Another Path to Progress in Fighting Preeclampsia

Sometimes the immune system that is supposed to protect us from disease goes haywire and triggers health problems instead of fighting them off. Richard M. Burwick, MD, assistant professor in the Cedars-Sinai Department of Obstetrics and Gynecology, believes this is what happens with preeclampsia.

As he explains, proteins that help regulate the immune system become overactive during pregnancy. “The body starts reacting against the pregnancy by activating these proteins as if there’s a bacterial infection that it needs to fight,” he says. 
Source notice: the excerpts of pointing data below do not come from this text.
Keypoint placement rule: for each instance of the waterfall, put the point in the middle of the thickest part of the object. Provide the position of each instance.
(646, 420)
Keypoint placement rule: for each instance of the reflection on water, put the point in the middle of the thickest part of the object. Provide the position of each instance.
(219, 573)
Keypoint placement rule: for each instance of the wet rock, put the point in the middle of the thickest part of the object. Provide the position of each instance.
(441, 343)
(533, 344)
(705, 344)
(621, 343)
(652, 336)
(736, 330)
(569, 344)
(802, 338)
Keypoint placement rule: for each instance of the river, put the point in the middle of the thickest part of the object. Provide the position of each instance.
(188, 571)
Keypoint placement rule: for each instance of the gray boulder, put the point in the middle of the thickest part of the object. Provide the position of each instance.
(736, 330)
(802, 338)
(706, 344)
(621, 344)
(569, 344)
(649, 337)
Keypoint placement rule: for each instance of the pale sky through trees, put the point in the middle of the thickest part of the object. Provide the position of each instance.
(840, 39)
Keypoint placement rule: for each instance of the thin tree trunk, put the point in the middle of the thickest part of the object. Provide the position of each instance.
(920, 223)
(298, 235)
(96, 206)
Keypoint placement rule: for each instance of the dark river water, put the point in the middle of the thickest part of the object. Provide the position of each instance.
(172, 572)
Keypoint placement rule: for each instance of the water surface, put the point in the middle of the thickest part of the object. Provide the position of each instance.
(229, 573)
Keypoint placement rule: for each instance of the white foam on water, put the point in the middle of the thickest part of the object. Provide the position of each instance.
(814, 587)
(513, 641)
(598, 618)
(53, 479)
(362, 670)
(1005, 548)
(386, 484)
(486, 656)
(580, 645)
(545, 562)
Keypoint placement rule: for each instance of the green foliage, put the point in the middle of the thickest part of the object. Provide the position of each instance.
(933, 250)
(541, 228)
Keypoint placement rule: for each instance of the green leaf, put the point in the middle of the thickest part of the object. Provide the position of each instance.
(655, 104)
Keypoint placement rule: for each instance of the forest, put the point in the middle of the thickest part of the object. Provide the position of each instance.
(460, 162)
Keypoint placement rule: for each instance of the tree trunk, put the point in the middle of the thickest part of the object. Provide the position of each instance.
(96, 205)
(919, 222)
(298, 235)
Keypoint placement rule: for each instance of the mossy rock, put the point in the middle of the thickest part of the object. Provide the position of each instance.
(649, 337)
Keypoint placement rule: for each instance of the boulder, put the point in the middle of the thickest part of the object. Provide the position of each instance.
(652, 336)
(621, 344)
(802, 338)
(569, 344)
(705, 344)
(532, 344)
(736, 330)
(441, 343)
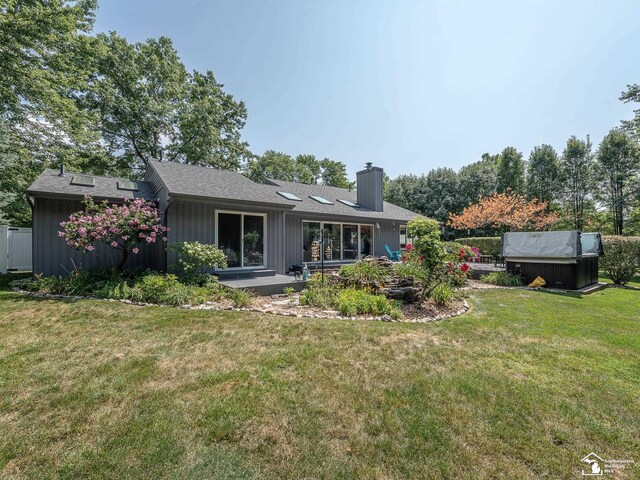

He’s preparing to launch a preeclampsia clinical trial this summer to explore the safety and effectiveness of a drug that inhibits these proteins and has been approved by the FDA to treat certain blood disorders. He believes this could be an effective way to prolong pregnancy for preeclampsia patients and to prevent severe side effects such as organ damage and destruction of red blood cells and platelets.

By the Numbers

  • Hypertensive disorders of pregnancy impact an estimated 5–8% of all pregnant women—including 400,000 in the U.S. annually. 
  • Preeclampsia causes as many as 76,000 maternal deaths and 500,000 infant deaths across the globe each year.
  • Preeclampsia typically occurs after 20 weeks of pregnancy, in the late second or third trimester, and postpartum eclampsia may occur up to six weeks after delivery. 
  • At least a third of deliveries involving mothers with preeclampsia occur before babies come to term at 37 weeks.
  • About 25% of preeclampsia cases involve severe symptoms.
  • The average amount of time between diagnosis of preeclampsia and delivery of the baby is seven days.
  • Preeclampsia is on the rise, with incidence in the U.S. increasing 25% over the last two decades—another puzzle for investigators to solve.